NIST 800-53 logging controls are primarily categorized within the AU (Audit and Accountability) control family. Within AU, there are multiple controls specifically addressing audit and logging. A closer examination reveals the authors' deep understanding of audit logging. They explicitly detail processes and procedures crucial for establishing a robust auditing program— aspects often overlooked by many organizations when configuring their cybersecurity logging systems. The auditing controls are:
AU-1: Audit And Accountability Policy And Procedures
AU-2: Audit Events
AU-3: Content Of Audit Records
AU-4: Audit Storage Capacity
AU-5: Response To Audit Processing Failures
AU-6: Audit Review, Analysis, And Reporting
AU-7: Audit Reduction And Report Generation
AU-8: Time Stamps
AU-9: Protection Of Audit Information
AU-10: Non-Repudiation
AU-11: Audit Record Retention
AU-12: Audit Generation
AU-13: Monitoring For Information Disclosure
AU-14: Session Audit
AU-15: Alternate Audit Capability
AU-16: Cross-Organizational Auditing
It's crucial to understand that simply labeling a system as "Security Information & Event Management (SIEM)" doesn't automatically ensure the fulfillment of the audit controls listed. While SIEMs satisfy some of these controls, the comprehensive management of logging systems and the application of all controls require a level of complexity that surpasses what an out-of-the-box SIEM can offer.
???info graphic????
AU-1: Audit And Accountability Policy And Procedures
This control requires the establishment of auditing policies and procedures that are distributed to all relevant personnel and that they should be regularly reviewed and updated.
AU-2: Audit Events
This control aims to ensure that the organization identifies a comprehensive list of auditable events (such as logons, privilege escalation, etc.). The selection of auditable events is a coordinated effort involving multiple groups. This coordination ensures that the teams responsible for monitoring and investigations comprehend the available log data, specify the required log data for their tasks, and that system owners understand the settings needed on the systems they manage to generate the required log data. Furthermore, the rationale behind why the selected audited events are considered sufficient for investigations is also documented.
AU-3: Content Of Audit Records
Auditing events and generating logs is one aspect, but the logs must contain essential details to establish basic facts such as the type, timing, location, source, outcome, and the identity of systems and users involved in the event. Without this pertinent information, the log lacks utility. This control mandates that the 'content' of the log must include this crucial information.
AU-4: Audit Storage Capacity
The lesson from this control is that someone may attempt to find a log for an investigation only to discover it's no longer available due to insufficient storage. This doesn't necessarily mean keeping and storing every piece of data, as some log vendors might suggest. Instead, it emphasizes the importance of defining what is practical or required for your specific context.

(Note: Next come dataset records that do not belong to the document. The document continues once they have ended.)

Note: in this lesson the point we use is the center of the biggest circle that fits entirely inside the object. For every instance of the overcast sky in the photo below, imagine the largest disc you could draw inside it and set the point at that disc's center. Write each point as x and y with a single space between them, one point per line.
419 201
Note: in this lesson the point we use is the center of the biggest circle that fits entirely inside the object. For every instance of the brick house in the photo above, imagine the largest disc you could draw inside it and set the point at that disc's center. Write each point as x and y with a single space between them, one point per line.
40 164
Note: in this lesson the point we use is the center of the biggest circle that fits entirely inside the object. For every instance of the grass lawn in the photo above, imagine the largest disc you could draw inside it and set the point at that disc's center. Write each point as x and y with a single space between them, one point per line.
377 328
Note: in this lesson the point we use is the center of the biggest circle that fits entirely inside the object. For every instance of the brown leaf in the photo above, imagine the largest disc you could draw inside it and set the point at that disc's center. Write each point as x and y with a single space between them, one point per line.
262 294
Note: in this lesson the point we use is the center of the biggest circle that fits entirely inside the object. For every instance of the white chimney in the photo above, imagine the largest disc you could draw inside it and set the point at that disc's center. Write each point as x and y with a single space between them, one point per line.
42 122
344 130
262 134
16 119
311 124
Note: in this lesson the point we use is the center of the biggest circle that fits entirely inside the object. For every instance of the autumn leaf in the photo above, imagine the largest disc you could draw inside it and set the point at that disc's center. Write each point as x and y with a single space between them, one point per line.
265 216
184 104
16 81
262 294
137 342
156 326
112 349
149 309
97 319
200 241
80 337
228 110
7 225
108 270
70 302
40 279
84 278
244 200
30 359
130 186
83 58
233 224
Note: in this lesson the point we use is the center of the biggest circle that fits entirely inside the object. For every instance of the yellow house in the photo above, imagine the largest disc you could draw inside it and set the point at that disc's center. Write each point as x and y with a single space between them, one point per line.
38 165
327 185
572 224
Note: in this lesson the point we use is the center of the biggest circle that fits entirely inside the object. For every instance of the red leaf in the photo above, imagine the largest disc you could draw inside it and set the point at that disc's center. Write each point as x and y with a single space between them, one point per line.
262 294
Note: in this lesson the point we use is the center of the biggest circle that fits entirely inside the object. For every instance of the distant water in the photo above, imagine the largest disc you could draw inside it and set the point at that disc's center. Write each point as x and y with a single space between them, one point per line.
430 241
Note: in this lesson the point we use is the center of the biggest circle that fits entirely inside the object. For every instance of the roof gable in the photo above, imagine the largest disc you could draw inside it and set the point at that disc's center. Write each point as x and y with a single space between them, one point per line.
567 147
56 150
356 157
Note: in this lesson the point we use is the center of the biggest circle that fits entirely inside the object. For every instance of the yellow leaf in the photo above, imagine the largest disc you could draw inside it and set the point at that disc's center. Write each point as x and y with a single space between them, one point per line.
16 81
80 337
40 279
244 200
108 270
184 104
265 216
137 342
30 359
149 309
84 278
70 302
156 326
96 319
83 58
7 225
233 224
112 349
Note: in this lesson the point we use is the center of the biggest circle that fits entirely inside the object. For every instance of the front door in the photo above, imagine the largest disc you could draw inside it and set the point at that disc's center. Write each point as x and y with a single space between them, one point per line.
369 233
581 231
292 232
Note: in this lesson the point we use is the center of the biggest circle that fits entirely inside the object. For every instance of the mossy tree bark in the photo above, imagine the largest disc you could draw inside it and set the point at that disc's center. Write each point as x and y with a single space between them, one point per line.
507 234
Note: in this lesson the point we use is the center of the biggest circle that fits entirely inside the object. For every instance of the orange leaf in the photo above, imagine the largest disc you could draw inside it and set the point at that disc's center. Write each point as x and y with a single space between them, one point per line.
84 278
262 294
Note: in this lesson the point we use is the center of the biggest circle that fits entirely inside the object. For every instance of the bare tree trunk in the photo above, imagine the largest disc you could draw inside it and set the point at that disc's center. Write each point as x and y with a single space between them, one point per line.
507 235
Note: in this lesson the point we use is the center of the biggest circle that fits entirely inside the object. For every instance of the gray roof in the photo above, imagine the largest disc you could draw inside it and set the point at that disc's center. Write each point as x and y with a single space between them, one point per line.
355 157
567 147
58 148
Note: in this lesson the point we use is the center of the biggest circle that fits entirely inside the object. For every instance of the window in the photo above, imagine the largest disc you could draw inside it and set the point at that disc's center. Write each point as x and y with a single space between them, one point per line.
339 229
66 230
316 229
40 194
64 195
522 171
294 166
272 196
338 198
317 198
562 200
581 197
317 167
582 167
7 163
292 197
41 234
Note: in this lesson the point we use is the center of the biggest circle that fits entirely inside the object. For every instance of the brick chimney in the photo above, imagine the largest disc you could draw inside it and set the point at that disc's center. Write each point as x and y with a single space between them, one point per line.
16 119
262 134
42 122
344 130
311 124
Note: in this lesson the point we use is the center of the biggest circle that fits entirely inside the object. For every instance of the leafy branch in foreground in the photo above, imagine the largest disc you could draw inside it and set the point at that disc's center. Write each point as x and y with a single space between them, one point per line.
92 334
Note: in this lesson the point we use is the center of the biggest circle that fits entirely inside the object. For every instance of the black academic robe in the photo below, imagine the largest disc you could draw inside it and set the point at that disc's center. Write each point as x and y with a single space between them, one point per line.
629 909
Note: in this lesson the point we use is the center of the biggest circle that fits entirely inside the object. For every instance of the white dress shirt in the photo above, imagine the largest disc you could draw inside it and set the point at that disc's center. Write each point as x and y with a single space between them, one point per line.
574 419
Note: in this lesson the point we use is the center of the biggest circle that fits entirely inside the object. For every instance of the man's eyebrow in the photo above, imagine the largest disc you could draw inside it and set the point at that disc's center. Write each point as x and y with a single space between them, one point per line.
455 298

Systems can generate a substantial amount of log data that accumulates rapidly. Audit log data is typically stored in two locations: on a local file on the system where the audit log originates and on a remote log storage system. As log storage space diminishes, older logs are overwritten by new ones. Local systems, not designed for extensive log storage, have varying levels of local log storage capacity.
[???pic of log storage and overflow include oldest writeover???]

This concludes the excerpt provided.